La mise à disposition du local commercial a fait l’objet de plusieurs conventions et avenants :
un contrat de gérance libre signé en 1988, à effet au 1er juin 1988, pour une durée d’un an, renouvelable par tacite reconduction ;
un bail de locaux commerciaux à titre précaire du 1er mai 2000, prenant fin le 31 avril 2001 ;
un « avenant bail libre de gérance libre '' du 31 mars 2001, actant la poursuite du bail de gérance libre jusqu’au 31 mars 2002 ; ,
un « avenant bail libre de gérance libre '' du 30 avril 2003, actant le renouvellement du bail pour une durée d’un an, soit jusqu’au 30 avril 2004 ;
un contrat de location-gérance de fonds de commerce et de l’immeuble servant à son exploitation du 28 mars 2007, à effet au 1er mai 2006 pour se terminer le 30 avril 2007.
Ce dernier contrat précise dans son préambule que le fonds de commerce fait l’objet d’une location-gérance depuis le 1er juin 1988 et que celui-ci a été reconduit tacitement au moyen de plusieurs avenants. Le préambule indique en outre que le contrat signé le 28 mars 2007 annule et remplace ceux conclus antérieurement.
Aucun autre contrat n’a été signé par M. [M] [R] et M. [C] [P] depuis le 30 avril 2007.
Par lettres recommandées avec accusés de réception signés les 21 septembre 2020 et 31 décembre 2021, M. [M] [R] a sollicité la requalification du contrat en bail commercial, soumis aux dispositions du statut des baux commerciaux. Ses demandes n’ont pas reçu de réponse favorable.

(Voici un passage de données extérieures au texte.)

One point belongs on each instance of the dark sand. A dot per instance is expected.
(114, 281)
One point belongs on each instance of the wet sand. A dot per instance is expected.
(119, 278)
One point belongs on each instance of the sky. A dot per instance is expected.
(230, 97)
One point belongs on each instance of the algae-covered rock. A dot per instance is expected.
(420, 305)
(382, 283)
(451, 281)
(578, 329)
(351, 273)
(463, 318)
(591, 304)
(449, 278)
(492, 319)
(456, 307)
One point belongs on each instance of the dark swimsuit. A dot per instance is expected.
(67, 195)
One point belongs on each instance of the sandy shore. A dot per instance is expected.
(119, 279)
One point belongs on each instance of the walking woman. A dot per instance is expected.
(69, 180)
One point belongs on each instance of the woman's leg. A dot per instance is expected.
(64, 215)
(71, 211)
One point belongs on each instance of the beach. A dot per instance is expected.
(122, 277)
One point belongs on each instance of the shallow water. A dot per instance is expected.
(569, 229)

Par acte délivré le 21 juillet 2022, M. [M] [R] a fait assigner M. [C] [P] sur le fondement des articles L.145-5, L.110-1 et L.145-1 du code de commerce devant le tribunal judiciaire de Bordeaux aux fins de voir constater l’existence d’un bail commercial soumis aux statuts des baux commerciaux des articles L. 145-1 et suivants du code de commerce entre M. [M] [R] et M. [C] [P] à compter du 1er mai 2007, sur les locaux loués et exploités [Adresse 1] et [Adresse 2] à [Localité 5] moyennant le règlement d’un loyer mensuel d’un montant de 2.740 euros.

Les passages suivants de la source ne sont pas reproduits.